Когда появился Петр, я очень обрадовалась. Сразу было видно, что простоват, зато с таким как за каменной стеной. Любовь мы уже попробовали, пускай теперь будет простое тихое семейное счастье.

– А что простоват и за каменной стеной – это плохо, что ли? – не выдержал Паша. – Со сложными-то ведь сложно и выходит, – не сдержался. Огрызнулся.

– Он был не в том смысле простоват, что вы подумали, – поспешила поправиться Людмила Стефановна. – Важно ведь не происхождение, а строй мысли. Вы вот, сразу видно, человек сложный, не простой то есть, в вас настроения, помыслы бродят, а он был прямой, как алгоритмическая линейка. Все про бытовое и вокруг обустройства, хотя учился он неплохо, но не было в нем объема, что ли.
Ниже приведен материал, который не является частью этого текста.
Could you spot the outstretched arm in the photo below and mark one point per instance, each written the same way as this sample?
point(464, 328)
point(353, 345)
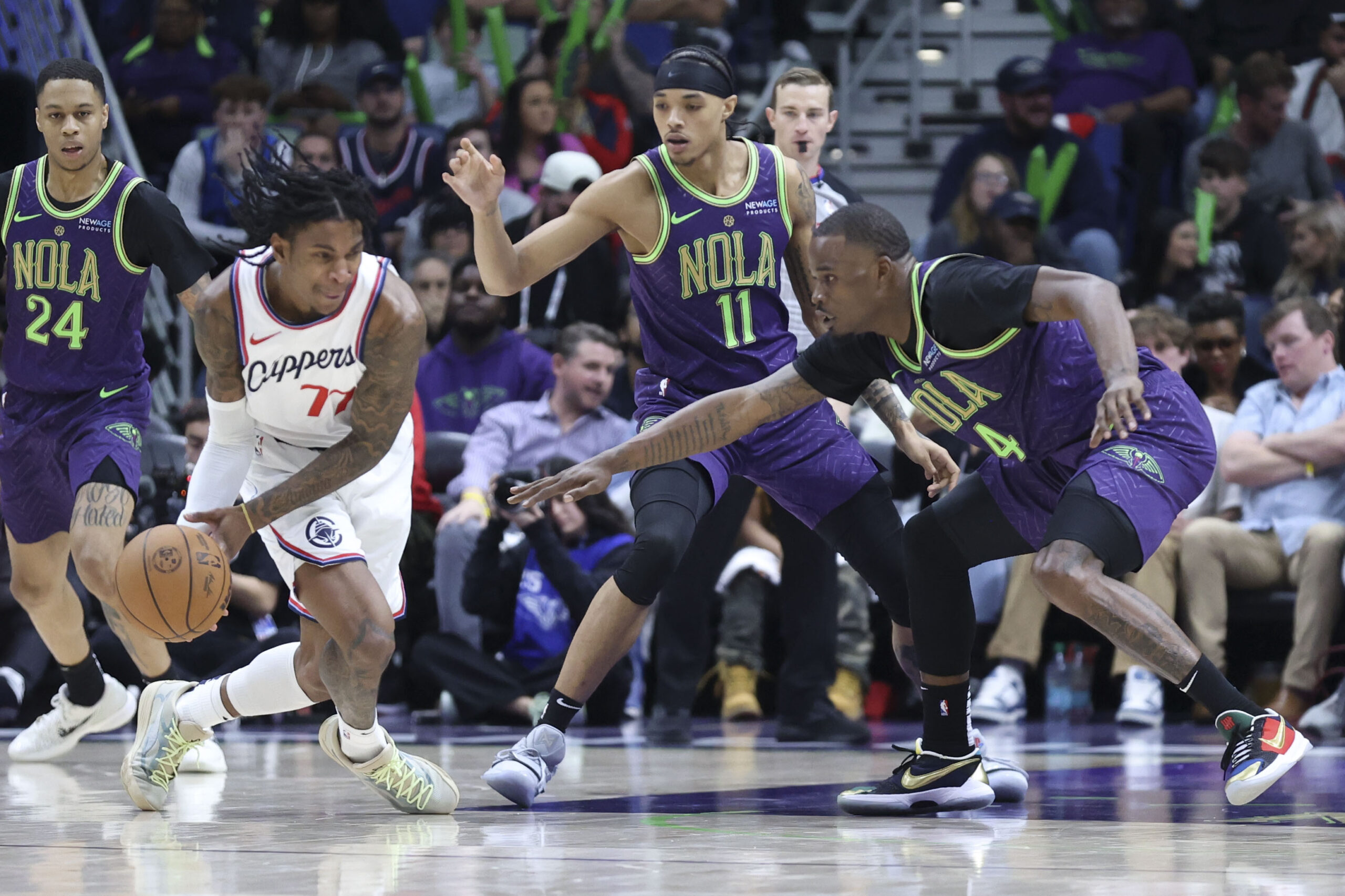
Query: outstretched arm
point(1095, 303)
point(705, 425)
point(505, 267)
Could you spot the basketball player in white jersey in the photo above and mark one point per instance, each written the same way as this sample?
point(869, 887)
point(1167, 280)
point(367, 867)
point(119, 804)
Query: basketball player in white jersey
point(310, 348)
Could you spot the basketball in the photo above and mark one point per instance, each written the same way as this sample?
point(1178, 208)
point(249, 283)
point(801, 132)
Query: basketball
point(174, 581)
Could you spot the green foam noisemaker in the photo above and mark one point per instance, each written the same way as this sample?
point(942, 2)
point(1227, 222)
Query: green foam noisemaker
point(1047, 182)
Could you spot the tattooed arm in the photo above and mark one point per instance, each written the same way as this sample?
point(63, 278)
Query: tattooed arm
point(803, 213)
point(705, 425)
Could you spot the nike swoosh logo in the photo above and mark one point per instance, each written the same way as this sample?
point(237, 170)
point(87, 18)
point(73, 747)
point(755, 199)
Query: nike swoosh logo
point(916, 782)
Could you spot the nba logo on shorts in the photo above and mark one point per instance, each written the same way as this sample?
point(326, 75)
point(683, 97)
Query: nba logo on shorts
point(322, 533)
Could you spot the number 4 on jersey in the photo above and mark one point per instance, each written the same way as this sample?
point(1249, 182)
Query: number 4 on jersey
point(998, 443)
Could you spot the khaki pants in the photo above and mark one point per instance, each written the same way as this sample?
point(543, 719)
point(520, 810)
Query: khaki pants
point(1019, 634)
point(1218, 555)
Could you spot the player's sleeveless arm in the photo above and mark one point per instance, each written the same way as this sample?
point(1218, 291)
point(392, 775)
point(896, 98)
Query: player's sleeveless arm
point(224, 461)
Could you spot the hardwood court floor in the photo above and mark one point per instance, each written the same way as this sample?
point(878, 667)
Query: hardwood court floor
point(1109, 811)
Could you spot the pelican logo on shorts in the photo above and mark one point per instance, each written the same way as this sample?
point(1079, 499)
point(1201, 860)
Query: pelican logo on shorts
point(1137, 461)
point(127, 432)
point(166, 560)
point(322, 533)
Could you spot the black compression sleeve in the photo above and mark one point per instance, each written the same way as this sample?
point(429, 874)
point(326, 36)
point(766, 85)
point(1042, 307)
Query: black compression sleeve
point(842, 367)
point(155, 234)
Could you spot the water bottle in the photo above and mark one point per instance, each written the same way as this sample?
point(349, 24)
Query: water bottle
point(1059, 699)
point(1080, 685)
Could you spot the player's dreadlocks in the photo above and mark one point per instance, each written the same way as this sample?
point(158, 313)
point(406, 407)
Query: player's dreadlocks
point(868, 225)
point(276, 198)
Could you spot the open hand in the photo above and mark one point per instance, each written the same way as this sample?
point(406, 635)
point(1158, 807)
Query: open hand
point(571, 483)
point(477, 179)
point(1114, 409)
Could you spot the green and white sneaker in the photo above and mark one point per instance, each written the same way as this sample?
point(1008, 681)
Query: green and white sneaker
point(160, 744)
point(413, 785)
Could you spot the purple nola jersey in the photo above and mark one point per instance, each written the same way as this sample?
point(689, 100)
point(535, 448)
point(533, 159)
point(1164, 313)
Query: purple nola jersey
point(75, 300)
point(708, 294)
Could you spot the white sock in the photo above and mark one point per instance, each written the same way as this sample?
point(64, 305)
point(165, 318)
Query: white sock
point(358, 744)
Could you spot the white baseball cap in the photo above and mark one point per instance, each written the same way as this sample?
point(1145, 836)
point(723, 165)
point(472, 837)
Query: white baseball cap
point(563, 170)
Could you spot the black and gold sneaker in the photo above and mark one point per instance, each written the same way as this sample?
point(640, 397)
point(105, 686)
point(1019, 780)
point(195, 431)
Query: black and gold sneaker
point(926, 782)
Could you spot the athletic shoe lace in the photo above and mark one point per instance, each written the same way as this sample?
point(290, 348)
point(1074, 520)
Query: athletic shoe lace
point(401, 780)
point(166, 767)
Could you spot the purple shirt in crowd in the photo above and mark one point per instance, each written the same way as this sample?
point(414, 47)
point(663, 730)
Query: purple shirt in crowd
point(1094, 72)
point(458, 388)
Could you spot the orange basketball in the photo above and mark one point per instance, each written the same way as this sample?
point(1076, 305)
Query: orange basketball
point(174, 581)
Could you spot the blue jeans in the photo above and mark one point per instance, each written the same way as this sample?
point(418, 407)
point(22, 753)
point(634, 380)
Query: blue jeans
point(1098, 252)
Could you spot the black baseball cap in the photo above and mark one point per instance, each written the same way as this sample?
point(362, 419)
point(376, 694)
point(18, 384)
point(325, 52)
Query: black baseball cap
point(388, 72)
point(1024, 75)
point(1016, 205)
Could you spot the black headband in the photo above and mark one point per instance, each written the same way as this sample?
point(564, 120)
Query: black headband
point(693, 75)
Когда они затеяли жениться, я была счастлива, просто счастлива, именно так, этим словом свое состояние и назову. Я как мать знала, вот родит она, и все прошлое станет прошлым, понимаете меня? Блестящая учеба, аспирантура подождут, а вот рану душевную залечить перво-наперво надо, с раной душевной жизнь начинать нельзя. А Петр отец хороший будет – сразу такие вещи видны, поверьте мне.

– Верю.

– И я даже на хитрость пошла, хотя, может, вам-то знать это и ни к чему, но я скажу. Когда они женихались еще, Лена попросила меня сводить ее к гинекологу, поставить спираль, чтобы пока избежать беременности и спокойно отучиться в аспирантуре, но я решила дело иначе, повела к знакомому гинекологу и уговорила поставить просроченную спираль – вот так Максим и появился. Аспирантуре он не помешал, приняла его на руки и до самой школы пестовала, пока Лена не закончила учиться и с блеском не защитилась. 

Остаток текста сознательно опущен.